I played and beat Firewatch over the weekend.  It’s very difficult to talk about without spoiling any part of it, so I won’t.  It’s a game that unapologetically tells its own story.  The dialogue is masterfully crafted and the chemistry between the characters is among the best I’ve come across in games.  It’s beyond gorgeous to look at, it doesn’t outstay its welcome, and it is strongly emotionally resonant.  I rank it just below Gone Home in terms of “first-person experience” -type games.  Well recommended and worth it at full price!

Monday, 6:30 pm – Albert

I’m really going back to the well (aka Steam backlog) to get me through my valley I’m feeling with “gaming”. Somehow, I am trying all these games that I bought on the Winter Steam Sale and I am not feeling the pull into each game I play. Granted, I’ve been giving each game around 20 mins to 1 hour before I decide to go to the next game or delete it off my computer all together. I feel like that time is adequate but what do you guys think? What is the minimum amount of game time you give a game before writing it off?

I finished X-Com 2. The last mission took me 2.5 hours with several reloads. I was playing on Veteran which I believe is only the second level – it’s Normal. The game has a lot of awesome features and fixes. The geoscape is redone so instead of intercepting UFOs, you’re flying your own ship from place to place making contact with people. The new classes of the Ranger and the revamp of classes, especially the Psi-soldiers is a great addition. The building meta-game got an update as well, although I did not feel it was overly open but more linear in scope. Regardless I still came away from the game with a feeling of disappointment rather then the burning desire to jump right back in like I did ala X-Com: EU or EW. Strange. I can’t really put the words together to describe why I am so over the game already. I played XC:EU through 5 times and beat it every time. I went through specifically to gather achievements… and yet with XC2 I cannot even find myself wanting to explore the robust and awesome Steam Workshop content. Perhaps it is a personal time period I am in where I cannot find the time or energy to reengage myself with the game at the time. It’s a good game… so why am I disappointed?

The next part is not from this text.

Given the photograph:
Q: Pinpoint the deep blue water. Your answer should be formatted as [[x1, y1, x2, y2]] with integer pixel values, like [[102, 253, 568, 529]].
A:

Far Cry Primal had looked interesting when I first discovered it through a trailer. However, seems to be like much more of the same and that seems to be echoed in Jeff (from GB)’s review. The tired “basics” and “design” of Far Cry, Assassin’s Creed, CODs, etc are waning heavily on me. Perhaps it is too much to ask for more creative or evolving game mechanics but the constant cookie-cutter templates are not appealing to me. I cannot have steak for every meal no matter how delicious that is. For my tribal gameplay, I’ll be looking forward to Horizon Zero Dawn. Let’s hope it renews my (apparently dreary) faith in gaming.

Monday, 12:05 pm – Ricky

Gaming: What is it? How do I get more of it? I’ll actually maybe have some time tonight! Far Cry Primal is gonna be wayyyyyy back in the backlog though, despite how much I enjoyed Far Cry 4. I’m already FPSing with Fallout 4, and I have Wolfenstein: New Order I want to play after that. I hope it reviews well at least!